Live album by Phish
- Released: September 18, 2001
- Recorded: September 14, 2000
- Venue: Darien Lake Performing Arts Center (Darien)
- Length: 2:22:35
- Label: Elektra
- Producer: Phish

Live Phish Series chronology
| Live Phish Volume 2 (2001) | Live Phish Volume 3 (2001) | Live Phish Volume 4 (2001) |

= Live Phish Volume 3 =

Live Phish Vol. 3 is a live album by American rock band Phish, which was recorded live at the Darien Lake Performing Arts Center in Darien, New York, on September 14, 2000. The show was part of the band's final tour before taking an indefinite extended hiatus three weeks later.

The show is known for three improvisational excursions that made it popular among fans. The first is an extended funk version of "Suzy Greenberg" that closes the first set with an extended jam the likes of which had not been heard since the band rocked the tune with The Giant Country Horns on Halloween 1995. In response to the downpour that ensued during the set break, the band also performed a half-hour version of The Who's "Drowned," at times channeling a Brian Eno-influenced ambient jamming style more common during Phish's 1998-1999 tours. The band followed "Drowned" with an extended performance of Talking Heads' "Crosseyed and Painless," sung by drummer Jon Fishman.

In addition, in a 2001 Relix Magazine interview, Trey Anastasio explained that this show was chosen for the Live Phish Series due to the eclectic first-set song selection and what he considers a standout version of "Carini": "It's a complete metal meltdown. It's the bass and drumming in the background that I really liked. It's really strange. Nobody's playing the beat at all. Those guys are playing in quarter time and the guitar and keyboards are just creating this wash of color on top of this heavy booming."

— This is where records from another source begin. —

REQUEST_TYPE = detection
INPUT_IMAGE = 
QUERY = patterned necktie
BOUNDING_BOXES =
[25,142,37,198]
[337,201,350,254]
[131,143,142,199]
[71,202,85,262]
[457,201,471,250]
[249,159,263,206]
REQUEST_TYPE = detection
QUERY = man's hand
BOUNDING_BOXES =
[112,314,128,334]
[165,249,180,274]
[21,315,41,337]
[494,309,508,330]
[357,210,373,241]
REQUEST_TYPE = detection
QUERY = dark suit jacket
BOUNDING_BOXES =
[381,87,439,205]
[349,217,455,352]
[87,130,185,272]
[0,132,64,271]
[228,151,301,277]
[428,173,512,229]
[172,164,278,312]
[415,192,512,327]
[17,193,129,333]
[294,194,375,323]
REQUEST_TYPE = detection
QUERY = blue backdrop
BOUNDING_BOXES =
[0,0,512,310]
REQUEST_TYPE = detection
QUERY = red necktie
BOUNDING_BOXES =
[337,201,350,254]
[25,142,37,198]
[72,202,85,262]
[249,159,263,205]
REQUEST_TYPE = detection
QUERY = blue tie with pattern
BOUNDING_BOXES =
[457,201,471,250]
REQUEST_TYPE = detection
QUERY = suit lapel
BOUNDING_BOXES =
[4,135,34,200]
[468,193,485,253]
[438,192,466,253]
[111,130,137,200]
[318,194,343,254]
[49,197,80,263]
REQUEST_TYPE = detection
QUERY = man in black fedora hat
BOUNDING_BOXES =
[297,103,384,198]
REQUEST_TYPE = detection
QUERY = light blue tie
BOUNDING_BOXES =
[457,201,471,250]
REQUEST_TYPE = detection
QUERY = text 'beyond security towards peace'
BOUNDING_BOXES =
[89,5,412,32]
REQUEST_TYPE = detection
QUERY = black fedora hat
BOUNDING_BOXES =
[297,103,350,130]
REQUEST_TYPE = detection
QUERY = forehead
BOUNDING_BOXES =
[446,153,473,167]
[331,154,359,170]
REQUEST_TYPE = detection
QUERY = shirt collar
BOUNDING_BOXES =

This is the shortest volume in the Live Phish Series, running just over two hours and twenty minutes. The release reached a peak position of #118 on the Billboard 200 chart. The album marked the first time that concert staples "Punch You in the Eye" and "Carini" had appeared on an official Phish release.

Professional ratings
Review scores
| Source | Rating |
| Allmusic | Star Half star |

==Track listing==

Disc one

Set one:

1. "Punch You in the Eye" (Trey Anastasio) – 8:59 →
2. "Reba" (Anastasio) – 13:53
3. "Albuquerque" (Neil Young) – 4:32
4. "Carini" (Anastasio, Jon Fishman, Mike Gordon, Page McConnell) – 11:07
5. "The Oh Kee Pah Ceremony" (Anastasio) – 1:42 →
6. "Suzy Greenberg" (Anastasio, Steve Pollak) – 9:18 →
7. "Darien Jam #1" (Anastasio, Fishman, Gordon, McConnell) – 11:58

Disc two

Set two:
1. "Drowned" (Pete Townshend) – 6:46 →
2. "Darien Jam #2" (Anastasio, Fishman, Gordon, McConnell) – 25:01 →
3. "Crosseyed and Painless" (David Byrne, Brian Eno, Chris Frantz, Jerry Harrison, Tina Weymouth) – 5:42 →
4. "Darien Jam #3" (Anastasio, Fishman, Gordon, McConnell) – 6:12 →
5. "Dog-Faced Boy" (Anastasio, Fishman, McConnell, Tom Marshall) – 2:36

Disc three

Set two, continued:
1. "Prince Caspian" (Anastasio, Marshall) – 11:35 →
2. "Loving Cup" (Mick Jagger, Keith Richards) – 9:58
Encore:
1. - "Driver" (Anastasio, Marshall) – 3:48
2. "The Inlaw Josie Wales" (Anastasio) – 3:51
3. "Sample in a Jar" (Anastasio, Marshall) – 5:37

==Personnel==
- Trey Anastasio - guitars, lead vocals
- Page McConnell - piano, organ, backing vocals, co-lead vocals on "Loving Cup"
- Mike Gordon - bass, backing vocals, lead vocals on "Drowned"
- Jon Fishman - drums, backing vocals

==Setlist from Phish.net==
Phish.net hosts a detailed setlist archive maintained by fans.

Thursday, 14 September 2000 Darien Lake Performing Arts Center, Darien Center, NY

SET 1: Punch You In the Eye > Reba, Albuquerque, Carini, The Oh Kee Pa Ceremony > Suzy Greenberg > Jam

SET 2: Drowned > Crosseyed and Painless > Dog Faced Boy, Prince Caspian > Loving Cup

ENCORE: Driver, The Inlaw Josie Wales, Sample in a Jar

Notes: Reba did not have the whistling ending.